Non-relativistic case: Here we have $v(p)\simeq p/m_e$ and the pressure integral is given by
$\displaystyle P_{e,\mathrm{NR}} = \frac{1}{3}\int_0^{p_\mathrm{F}}\left(\frac{p}{m_e}\right)\times p \times \left(\frac{8\pi p^2}{h^3}\right)dp,\quad p_\mathrm{F}=\left(\frac{3h^3 n_e}{8\pi}\right)^{1/3}.$
Performing the integral we find
$\displaystyle P_{e,\mathrm{NR}}=\frac{1}{3}\left(\frac{8\pi}{h^3 m_e}\right)\frac{p_F^5}{5},$
which after substituting $n_e=p/(\mu_e m_\mathrm{u})$ gives the expected result.
Extremely-relativistic case: Procedure is the same but with $v(p)=c$:
$\displaystyle P_{e,\mathrm{NR}} = \frac{1}{3}\int_0^{p_\mathrm{F}}c\times p \times \left(\frac{8\pi p^2}{h^3}\right)dp.$
Performing the integral we find
$\displaystyle P_{e,\mathrm{NR}}=\frac{1}{3}\left(\frac{8\pi c}{h^3}\right)\frac{p_F^4}{4},$
which after substituting $n_e=p/(\mu_e m_\mathrm{u})$ gives the expected result.

4: Neutron star versus white dwarf radii

Using the relationship between pressure and density, $r_n$ can be expressed for the white dwarf case as

\[r_{n,WD}^2=Cm_e^{-1}\mu_e^{-5/3}\rho_c^{-1/3},\]

where $C$ contains factors that are common for the neutron star and white dwarf case. The central density can be replaced using the expression for the mass,

\[r_{n,WD}^2=Bm_e^{-1}\mu_e^{-5/3}\left(\frac{M}{r_{n,WD}^3}\right)^{-1/3}\]

\[r_{n,WD} =B m_e^{-1}\mu_e^{-5/3} M^{-1/3},\]

were $B$ is another constant with terms common to both cases. Similarly for the neutron star case we obtain

\[r_{n,NS} =B m_n^{-1} M^{-1/3}.\]

As the radius of the polytrope is $R=r_n z_n$, and $z_n$ is the same for both cases, we find that the ratio of radii at fixed mass is:

\[\frac{R_{NS}}{R_{WD}}=\frac{m_e}{m_n}\mu_e^{5/3}\sim 0.002.\]

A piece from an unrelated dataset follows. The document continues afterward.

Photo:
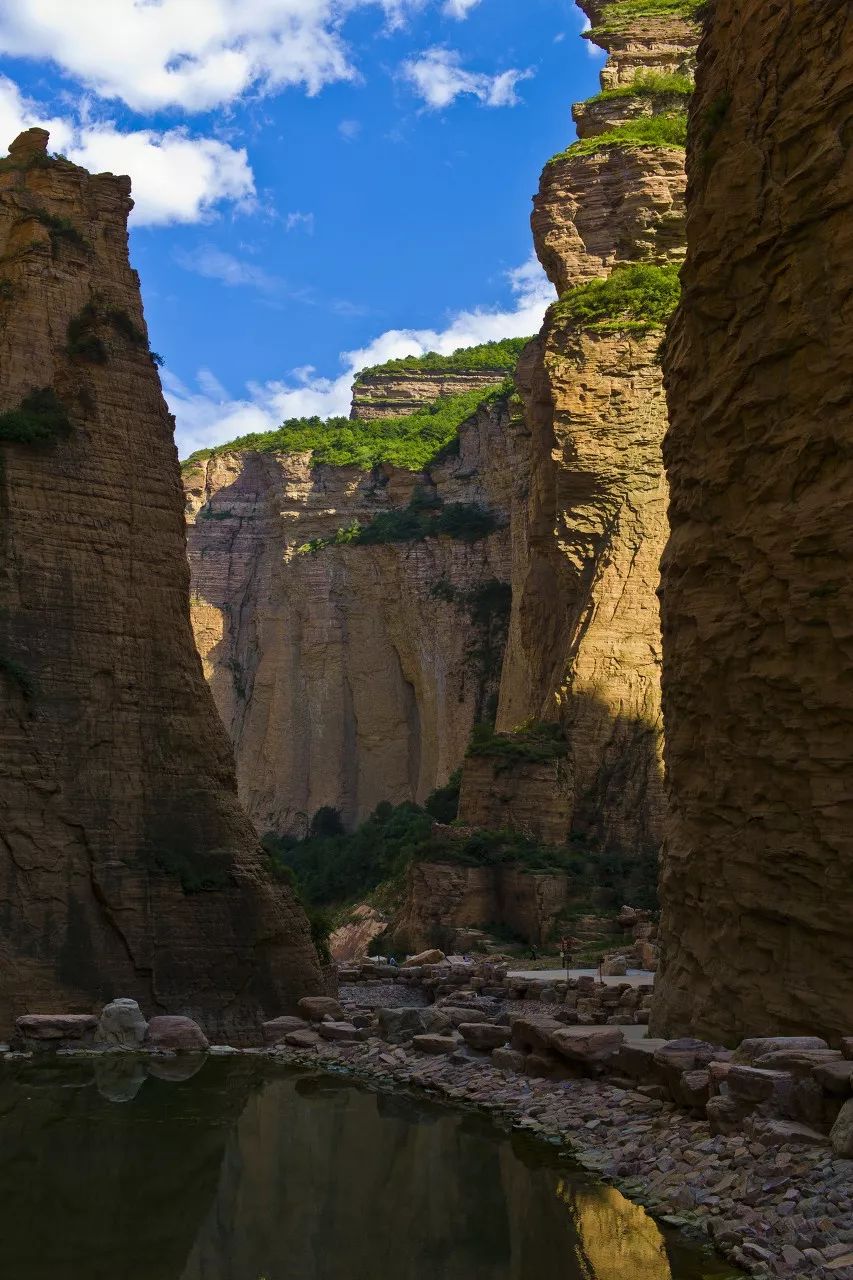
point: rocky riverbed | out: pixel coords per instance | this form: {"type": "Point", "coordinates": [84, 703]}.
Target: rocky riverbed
{"type": "Point", "coordinates": [774, 1211]}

Neutron stars are then expected to be far smaller than white dwarfs. For reference, white dwarfs are expected to have radii on the order of $\sim 5000\;\mathrm{[km]}$, meaning we would expect neutron stars of about $10$ kilometers. This is only about three times the Schwarzschild radius for one solar mass!